Thanks to a tweet by Roz Morris, I came across this article by Janice Hardy.
You hear it all the time. Make it active. Start with the action. Make sure your characters act. But we've all written scenes where we have to convey a lot of information and there is no action to speak of. We know we can't just flop the info out there and get away with it, so what can a writer do? How do you convey all that information and still keep the scene tense?

I like the layer technique.

On the first draft, I just write what needs to be said and don't worry that it's probably a pretty boring scene. It's critical info, and what matters at this stage is getting it in there.

Once that's done I go back and look for ways to add the "action," which is often just another way of saying tension or narrative drive.

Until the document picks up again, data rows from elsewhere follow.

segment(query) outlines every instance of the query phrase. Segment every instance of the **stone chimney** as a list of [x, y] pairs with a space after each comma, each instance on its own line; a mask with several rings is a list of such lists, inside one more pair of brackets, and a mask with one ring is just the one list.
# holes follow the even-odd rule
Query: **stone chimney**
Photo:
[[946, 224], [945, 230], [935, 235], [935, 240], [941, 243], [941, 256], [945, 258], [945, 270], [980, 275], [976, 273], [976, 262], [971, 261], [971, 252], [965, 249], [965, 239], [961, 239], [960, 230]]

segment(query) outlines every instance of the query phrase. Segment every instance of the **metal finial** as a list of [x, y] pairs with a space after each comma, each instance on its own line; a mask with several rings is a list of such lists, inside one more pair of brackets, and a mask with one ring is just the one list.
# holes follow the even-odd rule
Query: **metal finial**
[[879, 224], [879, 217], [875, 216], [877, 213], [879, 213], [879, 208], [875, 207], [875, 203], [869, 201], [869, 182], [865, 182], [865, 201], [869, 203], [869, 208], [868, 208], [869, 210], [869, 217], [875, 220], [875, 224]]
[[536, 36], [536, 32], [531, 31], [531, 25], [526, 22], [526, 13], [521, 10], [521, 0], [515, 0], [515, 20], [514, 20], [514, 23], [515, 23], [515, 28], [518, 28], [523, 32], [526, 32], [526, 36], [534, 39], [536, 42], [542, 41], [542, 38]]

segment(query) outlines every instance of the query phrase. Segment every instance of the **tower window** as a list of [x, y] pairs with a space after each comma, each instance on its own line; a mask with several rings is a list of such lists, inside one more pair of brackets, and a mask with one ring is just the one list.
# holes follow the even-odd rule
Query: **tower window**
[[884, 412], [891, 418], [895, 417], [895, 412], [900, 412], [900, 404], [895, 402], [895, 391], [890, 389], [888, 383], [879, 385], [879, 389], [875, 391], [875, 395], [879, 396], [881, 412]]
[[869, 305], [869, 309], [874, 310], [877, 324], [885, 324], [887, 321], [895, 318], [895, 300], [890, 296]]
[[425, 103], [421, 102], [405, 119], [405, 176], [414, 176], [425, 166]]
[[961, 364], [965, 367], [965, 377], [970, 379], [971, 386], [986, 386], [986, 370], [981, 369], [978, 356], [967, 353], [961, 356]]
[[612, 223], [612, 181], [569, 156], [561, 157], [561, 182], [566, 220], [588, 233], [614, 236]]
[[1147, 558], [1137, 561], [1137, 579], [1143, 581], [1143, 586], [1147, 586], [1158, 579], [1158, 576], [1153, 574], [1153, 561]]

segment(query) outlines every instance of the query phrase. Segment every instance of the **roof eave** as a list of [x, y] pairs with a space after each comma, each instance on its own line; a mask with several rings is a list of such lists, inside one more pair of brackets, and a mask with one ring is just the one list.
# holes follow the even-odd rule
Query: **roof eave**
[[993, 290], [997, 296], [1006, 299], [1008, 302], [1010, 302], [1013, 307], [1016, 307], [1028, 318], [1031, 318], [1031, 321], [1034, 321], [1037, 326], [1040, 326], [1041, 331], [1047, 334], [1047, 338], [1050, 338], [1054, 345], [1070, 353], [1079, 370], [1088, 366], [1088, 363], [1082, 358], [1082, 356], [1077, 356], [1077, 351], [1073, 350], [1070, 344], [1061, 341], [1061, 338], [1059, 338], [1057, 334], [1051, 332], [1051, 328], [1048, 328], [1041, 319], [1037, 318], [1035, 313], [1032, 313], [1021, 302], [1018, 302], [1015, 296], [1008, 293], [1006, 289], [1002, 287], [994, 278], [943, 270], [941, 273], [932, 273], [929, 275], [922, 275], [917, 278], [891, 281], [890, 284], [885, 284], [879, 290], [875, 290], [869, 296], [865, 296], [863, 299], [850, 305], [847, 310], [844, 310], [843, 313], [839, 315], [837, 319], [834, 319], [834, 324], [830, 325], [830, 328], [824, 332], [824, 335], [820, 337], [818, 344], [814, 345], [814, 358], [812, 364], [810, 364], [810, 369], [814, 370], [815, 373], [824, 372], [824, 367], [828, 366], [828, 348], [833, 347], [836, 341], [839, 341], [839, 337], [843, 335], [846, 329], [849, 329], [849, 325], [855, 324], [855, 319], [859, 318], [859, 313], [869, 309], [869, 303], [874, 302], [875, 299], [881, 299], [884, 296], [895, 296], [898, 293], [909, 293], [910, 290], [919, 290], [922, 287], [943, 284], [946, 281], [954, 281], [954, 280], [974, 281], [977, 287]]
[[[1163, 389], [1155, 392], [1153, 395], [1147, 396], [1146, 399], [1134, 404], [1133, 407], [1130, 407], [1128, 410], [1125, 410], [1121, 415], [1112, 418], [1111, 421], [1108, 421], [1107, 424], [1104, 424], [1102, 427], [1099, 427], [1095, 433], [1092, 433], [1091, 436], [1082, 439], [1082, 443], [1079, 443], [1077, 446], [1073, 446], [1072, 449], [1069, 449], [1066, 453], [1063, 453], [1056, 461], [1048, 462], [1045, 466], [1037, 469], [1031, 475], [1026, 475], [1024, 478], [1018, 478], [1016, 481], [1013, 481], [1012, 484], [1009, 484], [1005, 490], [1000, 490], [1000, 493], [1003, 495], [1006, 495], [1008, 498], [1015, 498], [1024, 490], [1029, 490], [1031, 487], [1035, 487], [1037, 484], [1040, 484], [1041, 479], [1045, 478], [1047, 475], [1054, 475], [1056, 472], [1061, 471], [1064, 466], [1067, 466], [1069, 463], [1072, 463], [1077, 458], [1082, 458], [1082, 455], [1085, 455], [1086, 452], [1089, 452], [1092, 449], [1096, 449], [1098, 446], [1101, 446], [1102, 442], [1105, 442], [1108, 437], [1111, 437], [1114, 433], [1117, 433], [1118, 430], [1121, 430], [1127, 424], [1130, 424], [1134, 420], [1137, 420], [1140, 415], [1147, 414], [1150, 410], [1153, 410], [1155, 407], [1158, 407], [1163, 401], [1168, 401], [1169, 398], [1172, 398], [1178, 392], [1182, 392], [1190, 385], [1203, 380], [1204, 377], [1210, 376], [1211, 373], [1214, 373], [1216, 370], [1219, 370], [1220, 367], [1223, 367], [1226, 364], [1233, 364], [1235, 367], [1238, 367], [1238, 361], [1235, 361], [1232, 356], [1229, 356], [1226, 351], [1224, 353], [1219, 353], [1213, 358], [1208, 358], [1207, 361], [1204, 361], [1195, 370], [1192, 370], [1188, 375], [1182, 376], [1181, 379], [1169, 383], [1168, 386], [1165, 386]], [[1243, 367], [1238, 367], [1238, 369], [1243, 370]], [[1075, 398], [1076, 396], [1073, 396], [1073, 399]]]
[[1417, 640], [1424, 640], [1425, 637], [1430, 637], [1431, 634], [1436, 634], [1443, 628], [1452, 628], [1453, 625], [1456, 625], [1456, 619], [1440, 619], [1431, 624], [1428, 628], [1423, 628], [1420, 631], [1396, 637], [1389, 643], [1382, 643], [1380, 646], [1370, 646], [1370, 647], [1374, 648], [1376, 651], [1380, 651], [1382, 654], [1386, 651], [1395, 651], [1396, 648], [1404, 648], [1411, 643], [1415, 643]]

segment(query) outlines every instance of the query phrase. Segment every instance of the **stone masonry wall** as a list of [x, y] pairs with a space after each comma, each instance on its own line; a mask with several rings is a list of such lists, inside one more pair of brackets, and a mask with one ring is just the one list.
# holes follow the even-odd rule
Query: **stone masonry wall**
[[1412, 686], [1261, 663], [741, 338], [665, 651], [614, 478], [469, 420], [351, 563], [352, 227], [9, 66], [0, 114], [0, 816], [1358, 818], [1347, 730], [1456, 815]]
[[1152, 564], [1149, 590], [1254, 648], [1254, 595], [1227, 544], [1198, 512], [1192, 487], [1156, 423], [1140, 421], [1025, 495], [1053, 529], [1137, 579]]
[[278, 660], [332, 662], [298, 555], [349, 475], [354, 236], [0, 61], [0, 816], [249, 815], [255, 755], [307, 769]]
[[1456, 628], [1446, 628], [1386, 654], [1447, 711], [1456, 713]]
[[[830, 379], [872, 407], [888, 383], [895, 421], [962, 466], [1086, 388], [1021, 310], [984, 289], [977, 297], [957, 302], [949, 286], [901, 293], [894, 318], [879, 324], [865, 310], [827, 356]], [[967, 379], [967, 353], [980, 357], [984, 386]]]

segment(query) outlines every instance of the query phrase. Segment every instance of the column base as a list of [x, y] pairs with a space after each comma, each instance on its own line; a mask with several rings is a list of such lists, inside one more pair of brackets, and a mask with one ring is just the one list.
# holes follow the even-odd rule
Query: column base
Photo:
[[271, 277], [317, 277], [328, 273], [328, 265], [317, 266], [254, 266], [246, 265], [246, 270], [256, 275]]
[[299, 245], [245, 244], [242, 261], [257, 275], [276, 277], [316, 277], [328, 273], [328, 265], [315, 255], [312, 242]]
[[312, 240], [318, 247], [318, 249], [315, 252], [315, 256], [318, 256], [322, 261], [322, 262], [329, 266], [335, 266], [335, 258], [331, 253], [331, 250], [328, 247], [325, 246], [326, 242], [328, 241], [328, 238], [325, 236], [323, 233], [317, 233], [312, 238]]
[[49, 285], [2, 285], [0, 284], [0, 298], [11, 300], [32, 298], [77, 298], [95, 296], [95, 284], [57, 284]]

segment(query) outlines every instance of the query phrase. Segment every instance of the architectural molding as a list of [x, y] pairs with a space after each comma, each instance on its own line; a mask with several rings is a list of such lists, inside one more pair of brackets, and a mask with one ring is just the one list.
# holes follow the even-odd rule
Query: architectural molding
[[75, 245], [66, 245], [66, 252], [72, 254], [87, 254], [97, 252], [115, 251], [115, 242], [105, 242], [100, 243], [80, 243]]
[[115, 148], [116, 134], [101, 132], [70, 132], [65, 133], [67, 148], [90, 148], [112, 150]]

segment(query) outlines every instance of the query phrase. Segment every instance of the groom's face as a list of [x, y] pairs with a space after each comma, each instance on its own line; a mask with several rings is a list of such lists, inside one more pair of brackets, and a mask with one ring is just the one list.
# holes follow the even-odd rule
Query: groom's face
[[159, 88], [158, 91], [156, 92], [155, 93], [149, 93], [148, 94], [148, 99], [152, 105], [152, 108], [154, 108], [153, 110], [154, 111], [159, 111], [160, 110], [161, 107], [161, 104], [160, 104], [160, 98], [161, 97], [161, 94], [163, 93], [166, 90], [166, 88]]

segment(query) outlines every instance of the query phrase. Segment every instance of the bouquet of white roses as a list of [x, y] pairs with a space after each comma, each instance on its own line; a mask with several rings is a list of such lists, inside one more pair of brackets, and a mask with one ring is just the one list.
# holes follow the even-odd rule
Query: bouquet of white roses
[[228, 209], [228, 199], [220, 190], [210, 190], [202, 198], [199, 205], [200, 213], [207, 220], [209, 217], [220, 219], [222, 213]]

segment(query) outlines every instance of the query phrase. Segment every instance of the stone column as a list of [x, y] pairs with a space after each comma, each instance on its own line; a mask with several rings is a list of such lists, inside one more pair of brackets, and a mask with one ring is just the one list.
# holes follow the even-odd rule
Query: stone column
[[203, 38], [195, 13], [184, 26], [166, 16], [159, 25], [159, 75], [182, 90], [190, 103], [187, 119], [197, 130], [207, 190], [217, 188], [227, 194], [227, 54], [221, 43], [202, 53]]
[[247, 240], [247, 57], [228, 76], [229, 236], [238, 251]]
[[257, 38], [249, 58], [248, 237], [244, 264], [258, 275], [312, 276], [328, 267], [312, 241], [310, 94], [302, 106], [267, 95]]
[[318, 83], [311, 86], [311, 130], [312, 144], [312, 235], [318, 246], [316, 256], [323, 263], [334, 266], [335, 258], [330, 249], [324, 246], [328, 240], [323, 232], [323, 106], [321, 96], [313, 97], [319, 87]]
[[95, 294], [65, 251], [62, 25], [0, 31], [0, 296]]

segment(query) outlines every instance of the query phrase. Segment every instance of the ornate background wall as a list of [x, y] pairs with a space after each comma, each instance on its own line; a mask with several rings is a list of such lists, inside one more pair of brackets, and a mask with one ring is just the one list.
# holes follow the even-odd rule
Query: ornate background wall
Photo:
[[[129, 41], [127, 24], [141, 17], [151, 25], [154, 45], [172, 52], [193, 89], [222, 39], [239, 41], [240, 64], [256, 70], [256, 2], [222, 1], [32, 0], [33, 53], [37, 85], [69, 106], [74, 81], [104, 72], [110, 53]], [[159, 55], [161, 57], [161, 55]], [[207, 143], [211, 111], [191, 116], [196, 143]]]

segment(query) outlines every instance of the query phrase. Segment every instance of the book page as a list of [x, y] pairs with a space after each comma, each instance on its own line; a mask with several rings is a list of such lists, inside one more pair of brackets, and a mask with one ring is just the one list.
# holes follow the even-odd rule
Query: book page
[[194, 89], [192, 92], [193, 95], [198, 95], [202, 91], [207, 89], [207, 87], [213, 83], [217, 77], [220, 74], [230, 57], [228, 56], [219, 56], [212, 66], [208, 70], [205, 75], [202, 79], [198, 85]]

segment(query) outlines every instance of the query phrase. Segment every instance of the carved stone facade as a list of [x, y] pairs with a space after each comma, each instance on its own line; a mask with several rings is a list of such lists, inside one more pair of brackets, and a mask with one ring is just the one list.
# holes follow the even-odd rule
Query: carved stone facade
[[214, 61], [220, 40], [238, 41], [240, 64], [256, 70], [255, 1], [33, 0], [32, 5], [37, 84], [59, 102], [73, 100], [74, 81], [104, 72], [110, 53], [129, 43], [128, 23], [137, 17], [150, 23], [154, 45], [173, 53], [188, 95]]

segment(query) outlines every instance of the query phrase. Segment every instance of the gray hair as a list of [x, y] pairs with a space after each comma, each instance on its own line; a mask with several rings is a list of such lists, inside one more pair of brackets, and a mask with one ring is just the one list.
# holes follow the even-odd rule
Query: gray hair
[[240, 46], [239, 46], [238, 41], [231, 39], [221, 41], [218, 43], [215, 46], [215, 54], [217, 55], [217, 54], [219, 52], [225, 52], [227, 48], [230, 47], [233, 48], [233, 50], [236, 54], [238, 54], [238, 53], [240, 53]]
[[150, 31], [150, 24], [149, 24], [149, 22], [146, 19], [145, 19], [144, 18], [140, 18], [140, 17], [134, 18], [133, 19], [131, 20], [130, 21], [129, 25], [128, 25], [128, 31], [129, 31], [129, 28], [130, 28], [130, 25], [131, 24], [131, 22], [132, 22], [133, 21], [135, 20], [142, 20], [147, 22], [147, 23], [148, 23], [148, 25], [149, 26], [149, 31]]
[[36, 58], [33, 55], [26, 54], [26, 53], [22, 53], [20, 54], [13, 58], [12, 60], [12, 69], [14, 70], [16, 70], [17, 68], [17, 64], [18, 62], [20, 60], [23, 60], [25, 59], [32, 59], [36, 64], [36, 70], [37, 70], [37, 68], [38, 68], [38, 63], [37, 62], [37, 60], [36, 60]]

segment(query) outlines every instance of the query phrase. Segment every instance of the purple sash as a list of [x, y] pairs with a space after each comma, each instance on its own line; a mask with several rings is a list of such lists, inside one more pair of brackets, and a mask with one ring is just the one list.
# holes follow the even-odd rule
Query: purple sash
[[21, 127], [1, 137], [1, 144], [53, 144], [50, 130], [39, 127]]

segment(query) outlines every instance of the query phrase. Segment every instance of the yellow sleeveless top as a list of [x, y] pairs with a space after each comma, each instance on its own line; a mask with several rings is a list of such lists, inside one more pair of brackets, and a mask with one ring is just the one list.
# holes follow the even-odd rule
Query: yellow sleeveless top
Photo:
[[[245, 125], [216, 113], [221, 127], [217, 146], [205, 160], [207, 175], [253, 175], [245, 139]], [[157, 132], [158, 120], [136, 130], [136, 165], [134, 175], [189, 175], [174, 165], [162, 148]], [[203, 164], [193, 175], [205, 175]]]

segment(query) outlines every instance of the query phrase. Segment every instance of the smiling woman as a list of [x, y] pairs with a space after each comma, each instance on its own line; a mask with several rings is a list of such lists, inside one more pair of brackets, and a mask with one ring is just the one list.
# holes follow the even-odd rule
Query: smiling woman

Something is moving the story forward, making the reader want to know what happens next. A lot of times this is just the protag worrying they won't get what they want. Whatever it is, there's something unsettling about the scene that's making the characters tense in some way, and the reader unsure (and eager) to know what happens next.

Even in a scene that has no actual action, there are plenty of places you can layer in conflict and keep things tense.
Read this great article on Janice's blog: The Other Side of the Story Ready, Set...Where's the Action? Keeping Informative Scenes Tense

Thursday, 14 February 2013

Happy Valentine's Day

I received these beautiful flowers from my fiancé for Valentine's Day. Aren't they gorgeous?

Thanks also to Portia Potts Floristry for making such a lovely arrangement. I'm afraid the photo doesn't do justice to the deep magenta of the anemones and gerbera.

I also received this great card. How very apt!